Утром в 8 часов 30 минут, сразу после подъема флага, командир назначил смотр новоиспеченного хлеба. На ГКП по этому поводу собралась целая свита, своеобразная комиссия: командир, зам, старпом, командиры боевых частей. Шел негромкий разговор. Присутствующие обреченно обсуждали создавшееся положение с продовольственным обеспечением корабля. И вот какое-то оживление прошло по рядам присутствующих. Через некоторое время старпом, дежуривший у входа и первым встретивший хлебопеков, скомандовал:
– Каравай внести!
По этой команде трое вестовых из офицерской кают-компании, одетые что называются «с иголочки», внесли огромный рыжий каравай подобия хлеба… На ГКП наступила мертвенная тишина. Сквозь сомкнувшиеся ряды «зрителей» робко протиснулся к вестовым растерянный помощник командира по снабжению.
– Что это? – спросил хриплым голосом командир у помощника.
– Морской каравай, – испуганно ответил помощник.
– Эти глыбы испорченной муки, эти, блин, каменные изваяния флотского дебилизма, вы называете благородным словом каравай, – срываясь на грубость, выразился командир и заорал:
– Унести!..
Каравай попытались разрезать специально на этот случай острозаточенными ножами, потом начали рубить топорами и крушить кувалдами.
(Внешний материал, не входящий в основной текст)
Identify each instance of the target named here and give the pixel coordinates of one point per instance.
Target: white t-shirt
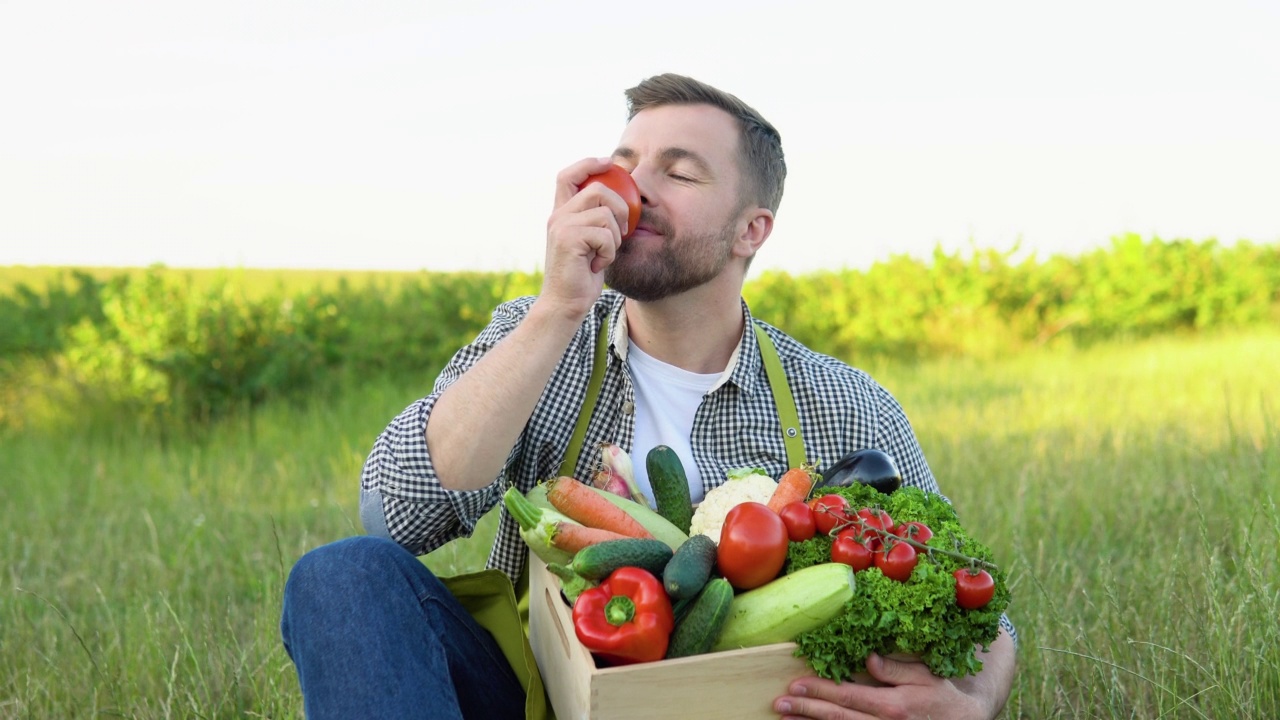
(667, 397)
Тщетно. В итоге на завтрак матросам выдали сухари. Весь оставшийся день матросы весело пели в кубриках под гитару одну и ту же песню:
– Как на «помовские» именины испекли мы каравай!..
– Вот такой ширины! Вот такой вышины!..
Веселое получилось мероприятие! К счастью, тральщик вскоре прибыл в родную базу и необходимость в выпечке хлеба отпала.
Плавали – знаем
Трудно чем – либо удивить военного моряка. И все-то он знает, и все-то он видел. Иной раз, кажется, и тема уникальная, и случай неординарный, а, подишь ты, военный моряк тебе все талдычит: «А-а-а, знаю. Был со мной такой случай…» И заводит очередную свою историю.
«Этих военморов, – делился как-то за кружкой пива со мной преподаватель Высших офицерских классов, – ничем не удивишь. Каждый год приезжают на классы, такое ощущение, одни аварийщики. Не успеешь им рассказать суперновый случай аварийного происшествия с какого-нибудь флота, как тут же тянется рука из зала:
– Товарищ, преподаватель! Не так это дело было.
– Как это не так!? – удивишься ты, свято веря в истинность данного случая.
– Да вот, не так. Я там сам был непосредственным участником!..
Ну, конечно, непосредственный участник события знает всегда больше. Известно, что всегда истинные причины случившегося пытаются если не скрыть, то хотя бы подретушировать. Переходишь к другому случаю. Приводишь пример уже с другого флота. Но не успеешь расписать на доске в хронологическом порядке цепь событий и причины произошедшего, как из зала опять тянется рука.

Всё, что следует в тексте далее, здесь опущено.